Brassington is renowned for her beguiling surrealistic imagery. Throughout her oeuvre, interior and domestic spaces have been a consistent theme. Set within cloying patterns of carpets and wallpaper, corners and doors, her figures have enacted a theatre of the unconscious and the absurd.
A Perfect Day takes us outside although, as expected, Brassington's outdoors isn't all blue skies and sunshine. The colour palette in A Perfect Day is a little post-apocalyptic, featuring bleached and acrid tones of yellow and green or shades of black and white. The inspiration for this series came from reading a novel by Cormac McCarthy, The Road, the story of a man trying to survive and protect his son in a post-apocalyptic time. It caused Brassington to reminisce on ominous childhood dreams and their menacing and uncertain spaces. Within these uncertain spaces though, there is Brassington's characteristic wryness and strange beauty. In Floating Chrome, her onetime pet dog Elsa drifts along in the empty grey space alongside a planet, in Rub Your Eyes a woman lays splayed face down on the grass, swamped by her mountainous skirts.
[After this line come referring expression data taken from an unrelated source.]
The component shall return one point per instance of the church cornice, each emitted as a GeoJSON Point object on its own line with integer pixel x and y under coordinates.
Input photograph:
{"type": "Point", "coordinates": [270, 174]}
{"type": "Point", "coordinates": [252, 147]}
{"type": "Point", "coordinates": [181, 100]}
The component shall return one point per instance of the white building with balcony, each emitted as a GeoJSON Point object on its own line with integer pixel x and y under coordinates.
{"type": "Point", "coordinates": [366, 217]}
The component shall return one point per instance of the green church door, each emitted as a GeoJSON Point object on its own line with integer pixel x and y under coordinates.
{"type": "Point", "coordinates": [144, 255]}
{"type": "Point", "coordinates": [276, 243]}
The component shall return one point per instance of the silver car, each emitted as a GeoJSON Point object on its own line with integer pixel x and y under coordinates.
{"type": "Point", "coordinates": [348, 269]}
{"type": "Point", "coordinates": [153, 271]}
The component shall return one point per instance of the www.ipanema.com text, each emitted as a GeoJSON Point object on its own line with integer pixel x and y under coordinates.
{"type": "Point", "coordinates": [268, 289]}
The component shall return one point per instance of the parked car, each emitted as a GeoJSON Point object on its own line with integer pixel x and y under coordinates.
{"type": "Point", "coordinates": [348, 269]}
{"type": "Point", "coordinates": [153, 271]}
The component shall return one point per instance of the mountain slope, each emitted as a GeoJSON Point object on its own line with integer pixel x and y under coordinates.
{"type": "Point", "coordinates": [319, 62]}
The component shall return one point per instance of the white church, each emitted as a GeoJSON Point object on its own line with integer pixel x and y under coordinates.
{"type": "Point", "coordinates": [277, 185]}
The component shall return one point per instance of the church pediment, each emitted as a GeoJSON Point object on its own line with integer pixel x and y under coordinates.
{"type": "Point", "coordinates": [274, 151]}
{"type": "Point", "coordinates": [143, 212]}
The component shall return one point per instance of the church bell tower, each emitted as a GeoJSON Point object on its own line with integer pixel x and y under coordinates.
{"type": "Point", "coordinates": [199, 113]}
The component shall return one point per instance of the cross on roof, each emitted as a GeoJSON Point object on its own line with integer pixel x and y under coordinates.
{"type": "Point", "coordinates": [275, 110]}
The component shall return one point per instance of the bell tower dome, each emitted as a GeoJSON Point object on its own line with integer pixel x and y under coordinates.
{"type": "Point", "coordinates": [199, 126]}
More recent works on exhibition reference traditional photographic language but present it with a twist. In Coming and Going for example, two photographic staples, the sunset and The Road leading off into the distance are presented in blood red hues with hallucinogenic overtones. Brassington's imagery erodes the easy consumption of the idyllic.
Pat Brassington is considered to be one of Australia's leading photo-media artists, producing work with great originality and vision. She has exhibited widely both in Australia and overseas for the past 20 years, and in 2004, her work was included in the Biennale of Sydney at the Art Gallery of NSW and the Museum of Contemporary Art. Her work is held in many of Australia's major public collections.